Bernard Parmegiani (1927-2013) was a French composer of electro-acoustic music.
Between 1957 and 1961 he studied pantomime with Jacques Lecoq in Paris, a period which he later considered as important to his work as a composer. He joined the Groupe de Recherches Musicales (GRM) in 1959 for a two-year master class, shortly after its founding by Pierre Schaeffer. After studying at Lecoq, he was first a sound engineer and was later put in charge of the Music/Image unit for French television (ORTF). There he worked in the studio with several well-known composers, for example with Iannis Xenakis.
During his time at ORTF Parmegiani produced music for numerous directors including Jacques Baratier and Peter Kassovitz. He also wrote a number of jingles for French media, including the five-second futuristic melody “Indicatif Roissy” that preceded every pa announcement at Terminal 1 of Charles de Gaulle Airport in Paris from 1974 till 2005.
Parmegiani composed his first major work, “Violostries” for violin and tape in 1964 for a choreography performed for Théâtre Contemporain d’Amiens directed by Jacques-Albert Cartier. During a visit to America in the late 1960s, Parmegiani researched the link between music and video and on his return produced several musical videos, including “L'Œil écoute”, and “L’Écran transparent” (1973) during a residency at Westdeutscher Rundfunk in Germany. In the 1970s he was also involved in live jazz performances and performed with the “Third Ear Band” in London.
At this time Parmegiani also started writing acousmatic pieces for performance in the concert hall: examples are “Capture éphémère” of 1967 which deals with the passage of time, and “L'Enfer” (1972), a collaboration with the composer François Bayle, based on Dante’s “Divine Comedy”.

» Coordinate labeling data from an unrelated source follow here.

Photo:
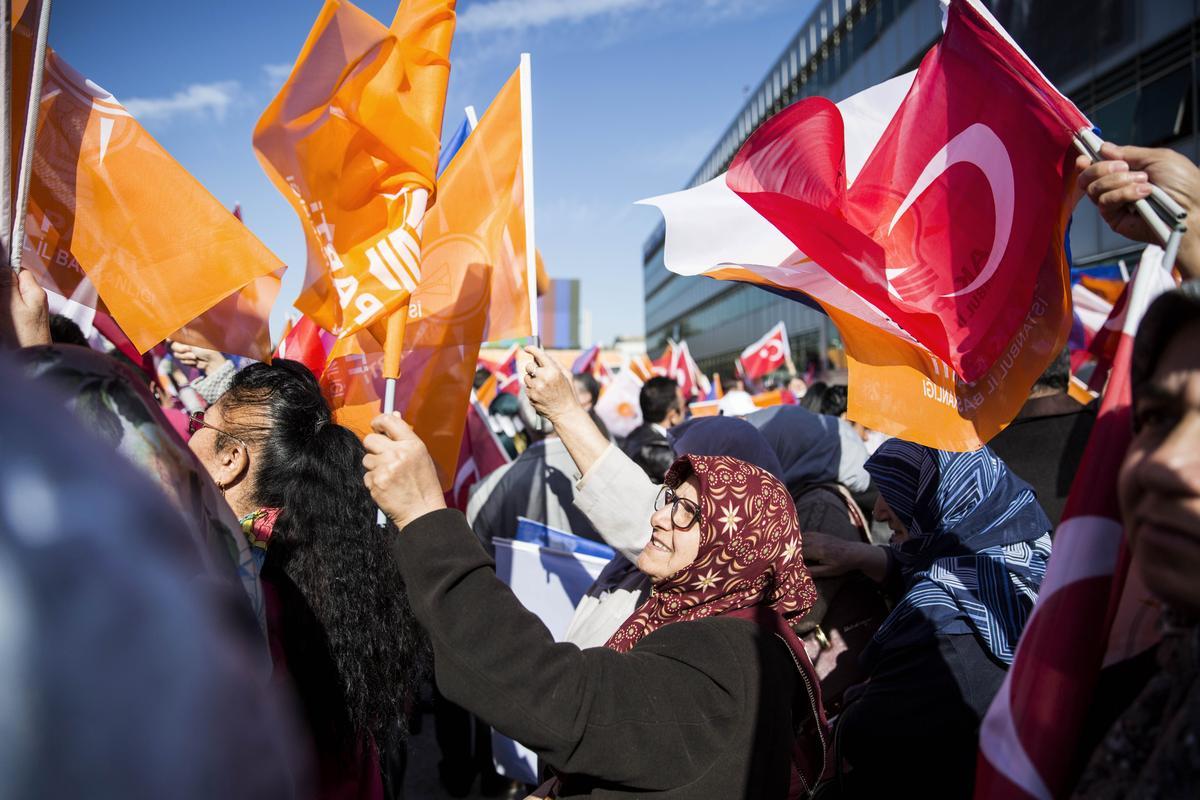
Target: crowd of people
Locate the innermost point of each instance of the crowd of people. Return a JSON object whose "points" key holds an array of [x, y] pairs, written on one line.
{"points": [[203, 605]]}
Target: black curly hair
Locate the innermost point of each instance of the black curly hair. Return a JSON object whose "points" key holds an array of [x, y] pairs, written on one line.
{"points": [[353, 647]]}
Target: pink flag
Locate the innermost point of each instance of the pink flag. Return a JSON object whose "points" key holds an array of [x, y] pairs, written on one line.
{"points": [[1027, 740], [479, 456], [309, 344], [768, 354]]}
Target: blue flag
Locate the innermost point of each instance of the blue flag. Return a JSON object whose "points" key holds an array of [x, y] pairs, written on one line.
{"points": [[450, 146]]}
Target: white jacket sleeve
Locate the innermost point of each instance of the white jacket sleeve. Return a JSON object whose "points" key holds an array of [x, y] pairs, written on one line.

Parmegiani composed the music for Walerian Borowczyk’s films “Jeux des Anges” (1964) and “Docteur Jekyll et les femmes” (1981). The soundtrack for the latter comprising cues Parmegiani re-arranged from his 1972 work “Pour en finir avec le pouvoir d’Orphée”.
In 1992 Parmegiani left the GRM and opened his own studio in Saint-Rémy-de-Provence. In April 2010, he was a member of the jury for the sixth Qwartz Electronic Music Awards, a promotional project and a support group for electronic music artists.
Parmegiani has been cited as a major influence by younger experimenters such as Aphex Twin, Autechre and Sonic Youth. His works were performed at the All Tomorrow's Parties festivals in 2003 and 2008.